Saturday, March 7, 2009

Hallelujah

When I was younger religion taught me
to love my neighbors but hate my enemies.
But my neighbors were heathens
who spoke nothing but blasphemy.
It taught me about divine providence and worldly temptations
but wealth is a good thing to have in times of affliction.
And that it is alright to suffer for my faith
by becoming a martyr or fight like God's soldier.
It told me to segregate myself with unbelievers
and yet unite with God's children of every color and creed.
And I'd have to prepare for the end of times
but live everyday with optimism and good deeds.
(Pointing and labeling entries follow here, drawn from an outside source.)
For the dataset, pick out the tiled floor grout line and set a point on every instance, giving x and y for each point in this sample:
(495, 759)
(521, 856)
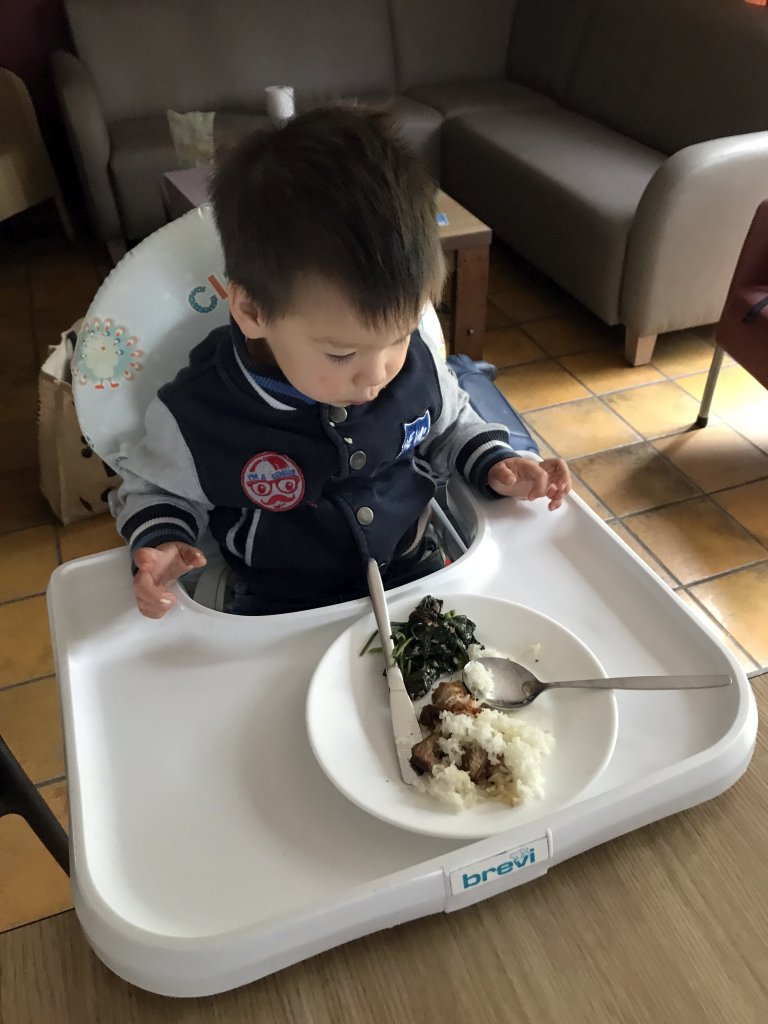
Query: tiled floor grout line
(725, 572)
(680, 584)
(646, 440)
(26, 682)
(720, 626)
(37, 921)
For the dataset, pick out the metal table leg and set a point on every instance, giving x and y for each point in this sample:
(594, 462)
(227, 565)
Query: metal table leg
(712, 379)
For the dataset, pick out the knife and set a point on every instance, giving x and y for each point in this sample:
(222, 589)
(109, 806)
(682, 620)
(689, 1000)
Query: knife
(404, 723)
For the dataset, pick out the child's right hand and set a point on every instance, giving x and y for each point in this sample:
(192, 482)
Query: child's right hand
(158, 568)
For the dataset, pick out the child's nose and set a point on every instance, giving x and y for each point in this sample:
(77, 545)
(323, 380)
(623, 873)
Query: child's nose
(373, 374)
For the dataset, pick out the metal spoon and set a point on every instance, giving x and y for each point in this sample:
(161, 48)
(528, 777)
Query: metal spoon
(517, 686)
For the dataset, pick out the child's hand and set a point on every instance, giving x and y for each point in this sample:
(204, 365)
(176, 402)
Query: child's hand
(525, 478)
(158, 568)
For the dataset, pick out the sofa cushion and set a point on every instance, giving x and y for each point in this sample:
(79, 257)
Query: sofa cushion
(142, 152)
(453, 98)
(546, 37)
(670, 73)
(420, 126)
(147, 55)
(446, 40)
(559, 188)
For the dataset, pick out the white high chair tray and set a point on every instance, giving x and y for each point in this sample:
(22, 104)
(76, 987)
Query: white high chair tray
(209, 849)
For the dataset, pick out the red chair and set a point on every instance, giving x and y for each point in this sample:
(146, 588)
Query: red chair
(742, 331)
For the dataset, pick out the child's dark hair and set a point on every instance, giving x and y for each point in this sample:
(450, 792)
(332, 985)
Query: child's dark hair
(335, 194)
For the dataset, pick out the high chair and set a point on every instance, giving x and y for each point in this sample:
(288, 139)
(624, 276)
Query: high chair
(208, 848)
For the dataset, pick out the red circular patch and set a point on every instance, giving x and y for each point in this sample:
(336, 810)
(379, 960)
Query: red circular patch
(272, 481)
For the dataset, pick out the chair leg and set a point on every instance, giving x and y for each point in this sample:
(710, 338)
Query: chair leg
(64, 216)
(712, 379)
(638, 347)
(18, 796)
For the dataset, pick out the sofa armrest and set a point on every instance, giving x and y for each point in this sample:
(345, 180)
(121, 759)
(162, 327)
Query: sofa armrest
(688, 231)
(89, 139)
That life is brief and full of tribulations
and living unhappily is a blessing.
That death is a joy to see the Kingdom of God
but suicide is an intolerable sin.
It taught me to live in poverty, obedience and chastity
to be the light, to be the salt;
I sometimes wonder about the leader's capacity
and why there is so much money in the vault.
I asked why God only have a Chosen few
they tell me to question not the Almighty's will.
I asked why the Book contradicts itself
they say I'm too human to understand it well.
How can we take an eye for an eye
when it says we're not to murder?
They say that's a question
only the wise can answer.
It taught me to love regardless
but most of the time it's reserved for members.
When I asked too many questions
they tell me faith does not inquire,
so I lay back in confusion
and dream about Utopia.
When I was younger religion taught me
to defend what is right and condemn the wrong,
but now that I'm older
the only thing I remember is the feeling of unbelong.